An additional insight, offered by John Money suggests that:

Institutionalized homosexuality, in serial sequence with institutionalized heterosexuality and marriage, as among the Sambia and other tribal peoples, must be taken into account in any theory that proposes to explain homosexuality. The theory will be deficient unless it also takes heterosexuality into account. Culturally institutionalized bisexuality signifies either that bisexuality is a universal potential to which any member of the human species could be acculturated or that bisexuality is a unique potential of those cultures whose members have become selectively inbred for it. There are no data that give conclusive and absolute support to either alternative. However, genetically pure inbred strains are an ideal of animal husbandry, not of human social and sexual interaction. Therefore, it is likely that acculturation to bisexuality is less a concomitant of inbreeding than it is of the bisexual plasticity of all members of the human species. It is possible that bisexual plasticity may vary over the life span. Later in life it may give way to exclusive monosexuality—or it may not. (Money 1990, 43)
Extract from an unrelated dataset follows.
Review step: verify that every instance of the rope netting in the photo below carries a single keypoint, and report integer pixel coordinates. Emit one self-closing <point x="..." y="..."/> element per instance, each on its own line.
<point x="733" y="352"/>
Another aspect of this complex-orientations picture is the fact that in many South Pacific societies, for example, the Marínd-aním of southern Papua New Guinea and the (fictionally named) East Bay Melanesians, pubescent and adolescent boys are free to engage in homosexual relations with their peers and/or older married men. Unlike with the Sambia, these relationships are seldom exclusive or obligatory. In such societies, most men are more or less bisexual, and the women assumedly heterosexual (Beach 1976/1977; Marshall & Suggs 1971; Gregersen 1996, 276).

B. Adults

The Trobriand Islanders admitted to Malinowski that homosexuality is contemptible, but also that it was formerly practiced (Gregersen 1996, 274). In general, the people of Papua New Guinea view homosexuality in a negative and unacceptable light. They cannot understand how a man might enjoy having sex with another man.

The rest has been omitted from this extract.